The atmosphere and water would be sucked into to the gravity well. You'd end up with no air on top of the platter, and the entire atmosphere in a tight sphere around the dense object.

To prevent this you could use walls around the edge. They would have to be high enough to prevent the air from pouring over the top.

Humans looking out would see right to the edge, and then a huge, impossible wall.

Gravity gradient

A small dense object (like a chunk of neutronium, or a black hole for example) will also generate a significant gravity gradient which would likely be noticeable to anyone living on the surface.

Gravity would be much stronger as you moved closer to the object, possibly lethally strong at the pole, depending on the thickness of the platter.

Gravity would always pull towards the object. Humans near the rim would have thinner air. Walking towards the edge would be like walking uphill. You would weigh less at the rim than at the pole, and would be able to jump higher.

Tendency to a sphere

Objects in space with sufficient mass will tend to become spherical. Rock is brittle. If it becomes unstable it will crack. You will need to account for this.

A note on stability

Ordinary matter would not be dense enough to have sufficient mass to replace the mass of the planet. You would be looking at some type of exotic matter, such as a singularity or neutron star.

At sub-planetary mass, neither of these would be stable, so you'd need some kind of technology to stop them evaporating in a wave of killer radiation. You'd also need some way to prevent the platter from collapsing into the gravity well.

The alternative would be to use some type of alien gravity generator.

A further note on solar radiation shielding

The magnetic core of the earth shields us from high energy solar rays which can strip away a planetary atmosphere. You will need some kind of solar shielding for long term survival. Perhaps your chunk generates a sufficiently powerful magnetic field.

  • $\begingroup$ "Neutronium" . . . ? $\endgroup$
    – HDE 226868
    Nov 13, 2014 at 22:21
  • $\begingroup$ Matter which has been compressed to such a degree that the neutrons pack together. A teaspoon would weigh approximately two billion tonnes. You'd need some way to keep it stable. en.m.wikipedia.org/wiki/Neutronium $\endgroup$ Nov 13, 2014 at 22:26
  • $\begingroup$ Ah, so like a neutron star. Thanks for the link, btw. $\endgroup$
    – HDE 226868
    Nov 13, 2014 at 22:28
  • $\begingroup$ Yes, the material found in the core of a neutron star. You'd need some kind of future technology to render it stable. $\endgroup$ Nov 13, 2014 at 22:30
  • 2
    $\begingroup$ How about if the "walls" weren't walls, but were the "old" coast line: everyone now lives in the ocean which now contain much less water. The atmosphere is trapped in the top "half" of these trenches, the bottom (ie the old deep-ocean trenches) are now lakes and the old seabed is now the land? $\endgroup$
    – Jon Story
    Dec 9, 2014 at 13:08

Fragments don't remember where they came from.

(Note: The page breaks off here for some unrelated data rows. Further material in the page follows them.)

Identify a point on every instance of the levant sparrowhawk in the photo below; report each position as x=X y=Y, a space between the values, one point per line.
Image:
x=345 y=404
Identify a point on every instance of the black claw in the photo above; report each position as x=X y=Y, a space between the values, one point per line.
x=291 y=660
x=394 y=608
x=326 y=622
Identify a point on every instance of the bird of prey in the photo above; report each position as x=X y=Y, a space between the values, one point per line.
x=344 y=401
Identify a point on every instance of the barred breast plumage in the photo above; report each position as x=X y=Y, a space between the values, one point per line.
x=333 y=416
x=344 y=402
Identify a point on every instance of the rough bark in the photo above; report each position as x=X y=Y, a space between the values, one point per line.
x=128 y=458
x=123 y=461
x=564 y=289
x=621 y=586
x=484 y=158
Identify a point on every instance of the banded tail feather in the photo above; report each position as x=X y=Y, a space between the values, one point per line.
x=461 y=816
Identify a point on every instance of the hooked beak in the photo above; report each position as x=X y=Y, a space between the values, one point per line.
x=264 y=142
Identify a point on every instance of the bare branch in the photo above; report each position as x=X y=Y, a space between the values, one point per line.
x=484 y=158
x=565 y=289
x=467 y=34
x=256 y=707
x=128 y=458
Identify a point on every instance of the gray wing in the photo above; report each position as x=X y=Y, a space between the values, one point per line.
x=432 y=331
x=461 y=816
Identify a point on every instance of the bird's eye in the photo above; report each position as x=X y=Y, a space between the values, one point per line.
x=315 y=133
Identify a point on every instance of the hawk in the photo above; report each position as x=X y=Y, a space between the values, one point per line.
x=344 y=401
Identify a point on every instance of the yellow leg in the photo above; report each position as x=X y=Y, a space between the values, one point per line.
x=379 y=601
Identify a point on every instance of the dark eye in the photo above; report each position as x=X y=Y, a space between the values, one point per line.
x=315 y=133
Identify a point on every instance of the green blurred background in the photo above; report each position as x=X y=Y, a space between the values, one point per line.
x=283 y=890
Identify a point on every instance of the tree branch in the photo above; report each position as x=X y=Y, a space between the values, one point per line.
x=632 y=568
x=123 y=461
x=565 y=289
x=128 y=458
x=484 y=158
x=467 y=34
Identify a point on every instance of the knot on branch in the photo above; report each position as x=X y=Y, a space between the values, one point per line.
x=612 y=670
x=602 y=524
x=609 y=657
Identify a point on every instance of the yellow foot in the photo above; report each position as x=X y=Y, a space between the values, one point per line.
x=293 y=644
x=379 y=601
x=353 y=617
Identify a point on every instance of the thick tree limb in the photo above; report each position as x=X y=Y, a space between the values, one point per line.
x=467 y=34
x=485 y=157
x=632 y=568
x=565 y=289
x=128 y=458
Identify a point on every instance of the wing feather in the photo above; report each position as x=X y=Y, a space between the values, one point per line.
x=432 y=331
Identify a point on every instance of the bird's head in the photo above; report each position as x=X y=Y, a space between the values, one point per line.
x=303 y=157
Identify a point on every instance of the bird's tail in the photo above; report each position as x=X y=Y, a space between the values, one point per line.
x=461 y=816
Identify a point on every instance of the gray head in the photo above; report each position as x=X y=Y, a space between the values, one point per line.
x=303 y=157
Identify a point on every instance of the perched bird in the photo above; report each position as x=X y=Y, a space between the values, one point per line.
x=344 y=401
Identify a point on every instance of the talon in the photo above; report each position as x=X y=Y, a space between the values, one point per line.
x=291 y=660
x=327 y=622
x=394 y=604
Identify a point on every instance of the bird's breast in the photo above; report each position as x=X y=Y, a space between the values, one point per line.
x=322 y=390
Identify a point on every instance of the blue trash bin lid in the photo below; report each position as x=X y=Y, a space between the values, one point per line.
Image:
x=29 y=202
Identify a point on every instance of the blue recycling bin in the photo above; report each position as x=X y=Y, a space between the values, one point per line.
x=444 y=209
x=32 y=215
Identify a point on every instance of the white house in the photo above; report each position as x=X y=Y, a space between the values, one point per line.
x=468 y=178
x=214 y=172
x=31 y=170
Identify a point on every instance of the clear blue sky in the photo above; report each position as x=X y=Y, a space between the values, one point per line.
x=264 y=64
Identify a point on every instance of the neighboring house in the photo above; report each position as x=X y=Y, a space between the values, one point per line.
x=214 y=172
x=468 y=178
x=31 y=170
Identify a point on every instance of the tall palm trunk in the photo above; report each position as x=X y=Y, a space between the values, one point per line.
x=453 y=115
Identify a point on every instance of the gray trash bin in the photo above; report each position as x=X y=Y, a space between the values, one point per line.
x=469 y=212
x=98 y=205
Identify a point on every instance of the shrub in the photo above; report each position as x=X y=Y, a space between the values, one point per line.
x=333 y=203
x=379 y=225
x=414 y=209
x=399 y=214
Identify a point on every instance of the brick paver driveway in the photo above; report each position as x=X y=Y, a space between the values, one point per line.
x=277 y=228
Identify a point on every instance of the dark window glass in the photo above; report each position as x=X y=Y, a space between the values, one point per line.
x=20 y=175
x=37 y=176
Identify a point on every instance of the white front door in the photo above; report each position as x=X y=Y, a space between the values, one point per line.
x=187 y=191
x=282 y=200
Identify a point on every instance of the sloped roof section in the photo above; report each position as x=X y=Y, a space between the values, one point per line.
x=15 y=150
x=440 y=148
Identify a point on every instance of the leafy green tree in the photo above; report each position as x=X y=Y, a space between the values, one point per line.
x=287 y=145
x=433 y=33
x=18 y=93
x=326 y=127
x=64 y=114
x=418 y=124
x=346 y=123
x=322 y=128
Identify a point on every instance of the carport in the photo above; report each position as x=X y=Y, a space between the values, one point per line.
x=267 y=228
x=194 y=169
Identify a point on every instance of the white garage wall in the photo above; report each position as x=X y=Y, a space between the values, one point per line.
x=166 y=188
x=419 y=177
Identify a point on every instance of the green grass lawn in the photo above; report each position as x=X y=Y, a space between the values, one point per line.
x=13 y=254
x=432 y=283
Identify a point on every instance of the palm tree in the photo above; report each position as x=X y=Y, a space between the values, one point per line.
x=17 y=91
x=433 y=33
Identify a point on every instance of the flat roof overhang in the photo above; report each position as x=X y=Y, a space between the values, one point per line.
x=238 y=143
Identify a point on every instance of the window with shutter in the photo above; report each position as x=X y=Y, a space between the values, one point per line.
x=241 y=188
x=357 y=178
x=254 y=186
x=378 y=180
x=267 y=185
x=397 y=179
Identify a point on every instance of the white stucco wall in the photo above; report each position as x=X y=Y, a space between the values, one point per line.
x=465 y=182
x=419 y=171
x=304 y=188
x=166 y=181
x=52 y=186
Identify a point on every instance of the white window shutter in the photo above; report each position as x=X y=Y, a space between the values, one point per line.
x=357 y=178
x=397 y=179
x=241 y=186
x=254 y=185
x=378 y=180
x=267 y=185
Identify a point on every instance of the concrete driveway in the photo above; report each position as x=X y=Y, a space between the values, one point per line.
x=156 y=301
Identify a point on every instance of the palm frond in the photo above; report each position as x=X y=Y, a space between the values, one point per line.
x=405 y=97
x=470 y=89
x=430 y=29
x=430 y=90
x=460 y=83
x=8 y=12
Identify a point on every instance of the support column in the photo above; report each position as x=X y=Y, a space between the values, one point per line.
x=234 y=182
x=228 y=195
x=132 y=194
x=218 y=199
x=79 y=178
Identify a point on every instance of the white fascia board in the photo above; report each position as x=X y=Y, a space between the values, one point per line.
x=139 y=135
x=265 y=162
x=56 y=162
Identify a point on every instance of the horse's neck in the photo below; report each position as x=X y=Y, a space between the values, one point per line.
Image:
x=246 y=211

A fragment of the original planet doesn't remember that it was once part of a planet.

Let's say you take a section out of a planet, like the part removed from this image. The fragment has one point that used to be at the bottom (in the core of the planet) and one surface that used to be the surface of the planet.

Now it's all by itself, an irregularly-shaped planet of its own. "Down" doesn't mean "towards the old center", it means "towards the center of this fragment".

Let's say there's a city in the middle of the old surface on this fragment. Buildings in that city will still be vertically oriented, because "old down" and "new down" are in the same direction. But a city out near the edge of the old surface will find itself on a steep slope, with buildings falling over and everything tumbling down the slope.

Moving the center of gravity makes it worse.

So you've found some dense material to put on one of the peaks of your new planet. (Remember, the point that used to be in the middle of the old planet is now the top of a peak of the new one.) This has only made things worse.

Now you have a planet that's like a house balancing on the ridge of its roof. Rock isn't that strong. Most of the planet will fall down and land on the core.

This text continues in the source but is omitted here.